Bljedi Bardic (Bledi Bardhi, born 10 January 1992) is a Montenegrin football player who last played for New Amsterdam FC in the National Independent Soccer Association.

Born in Bar, Montenegro, where Bardic played youth football for OFK Bar where he was leading goalscorer. After spending 2 years at OFK Bar youth team, Bardic moved in Shkodër, Albania where he played for KF Vllaznia Shkodër for 1 year. Bardic moved back in Bar and signed his professional contract with Senior Team OFK Bar

==Career==

===Professional===
On 6 September 2011, Bardic signed his first contract with OFK Bar. He played 20 games and scored 7 goals. Bardic continued his career in the United States of America where he signed for Clarkstown SC Eagles of the National Premier Soccer League.
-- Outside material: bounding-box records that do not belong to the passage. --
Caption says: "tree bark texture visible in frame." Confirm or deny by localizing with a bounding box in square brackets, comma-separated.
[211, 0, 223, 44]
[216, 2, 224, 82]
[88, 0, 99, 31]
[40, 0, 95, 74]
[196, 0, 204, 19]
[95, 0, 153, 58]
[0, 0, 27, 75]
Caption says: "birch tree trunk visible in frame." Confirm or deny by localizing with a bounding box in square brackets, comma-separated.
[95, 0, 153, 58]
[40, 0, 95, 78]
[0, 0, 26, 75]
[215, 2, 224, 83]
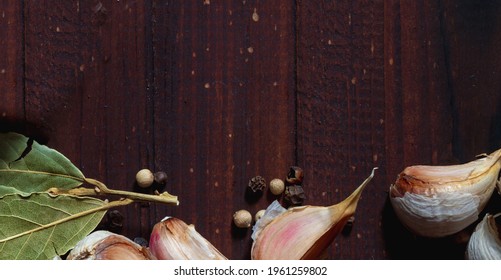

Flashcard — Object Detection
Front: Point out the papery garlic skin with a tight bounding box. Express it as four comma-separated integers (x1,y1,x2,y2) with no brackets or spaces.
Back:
251,167,374,260
66,230,156,260
149,217,227,260
389,149,501,238
466,213,501,260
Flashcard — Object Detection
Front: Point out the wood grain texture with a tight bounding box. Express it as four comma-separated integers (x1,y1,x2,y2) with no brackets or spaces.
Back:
297,1,387,259
0,0,501,259
0,1,25,130
152,1,295,259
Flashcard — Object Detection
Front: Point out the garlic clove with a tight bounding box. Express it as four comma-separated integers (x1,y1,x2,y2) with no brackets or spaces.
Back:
66,230,156,260
150,217,227,260
466,213,501,260
251,168,376,260
389,149,501,237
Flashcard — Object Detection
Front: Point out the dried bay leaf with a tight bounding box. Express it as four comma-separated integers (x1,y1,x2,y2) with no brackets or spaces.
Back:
0,132,85,197
0,193,108,260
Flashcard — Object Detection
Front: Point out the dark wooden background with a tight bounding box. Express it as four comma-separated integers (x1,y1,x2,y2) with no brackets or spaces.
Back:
0,0,501,259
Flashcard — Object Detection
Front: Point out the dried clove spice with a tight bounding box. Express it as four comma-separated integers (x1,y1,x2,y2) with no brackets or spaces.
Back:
286,166,304,185
247,176,266,193
284,185,306,206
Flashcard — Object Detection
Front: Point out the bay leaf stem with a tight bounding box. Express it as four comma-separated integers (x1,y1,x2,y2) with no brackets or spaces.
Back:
0,198,134,243
85,178,179,205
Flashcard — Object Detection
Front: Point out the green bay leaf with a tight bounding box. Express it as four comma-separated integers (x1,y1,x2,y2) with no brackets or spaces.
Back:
0,193,106,260
0,133,85,194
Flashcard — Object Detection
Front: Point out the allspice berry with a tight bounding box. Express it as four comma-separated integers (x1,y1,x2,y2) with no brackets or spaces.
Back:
153,171,167,185
254,209,266,222
233,209,252,228
136,168,155,188
270,178,285,195
284,185,306,206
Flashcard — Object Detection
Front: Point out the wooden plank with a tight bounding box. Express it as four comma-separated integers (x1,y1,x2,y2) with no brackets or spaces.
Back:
152,1,295,259
443,1,501,162
0,1,27,133
297,1,388,259
25,1,153,242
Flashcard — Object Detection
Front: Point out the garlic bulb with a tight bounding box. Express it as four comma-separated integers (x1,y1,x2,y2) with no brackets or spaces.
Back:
389,149,501,237
251,167,374,260
466,213,501,260
150,217,227,260
66,230,155,260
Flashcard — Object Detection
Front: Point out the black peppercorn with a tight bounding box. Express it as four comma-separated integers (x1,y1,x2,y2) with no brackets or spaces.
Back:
284,185,306,206
248,176,266,192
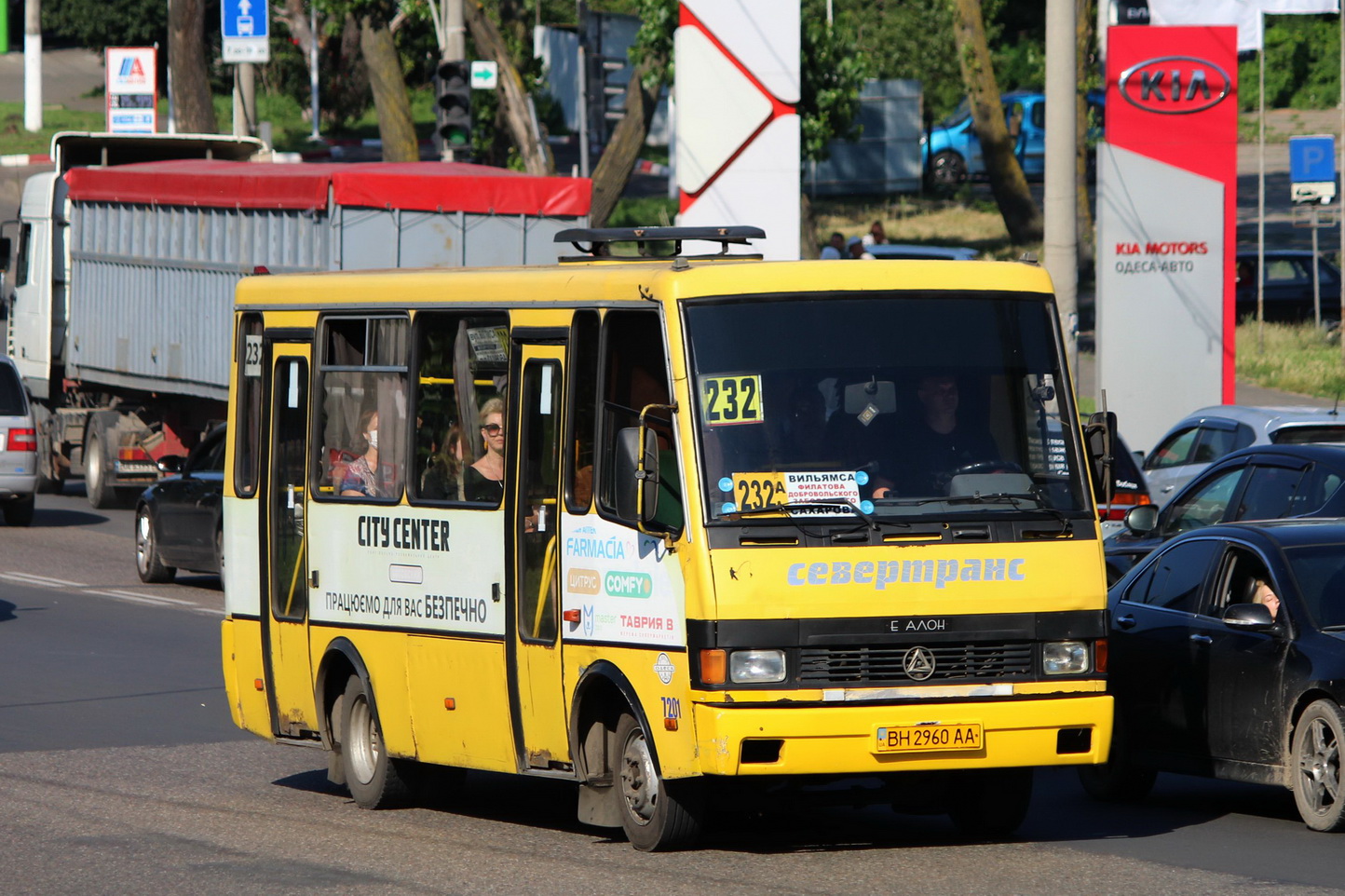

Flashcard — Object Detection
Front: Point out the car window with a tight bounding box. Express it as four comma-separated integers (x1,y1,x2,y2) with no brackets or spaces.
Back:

With 86 goals, he is the team's all-time leading goal scorer.

On May 27, 2016, Bardic signed for Puerto Rico FC. In his second appearance Bardic scored the winning goal against the Fort Lauderdale Strikers and he was named man of the match.

On January 15, 2021, after four years in the New York Cosmos organization, Bardic signed for New Amsterdam FC of the National Independent Soccer Association.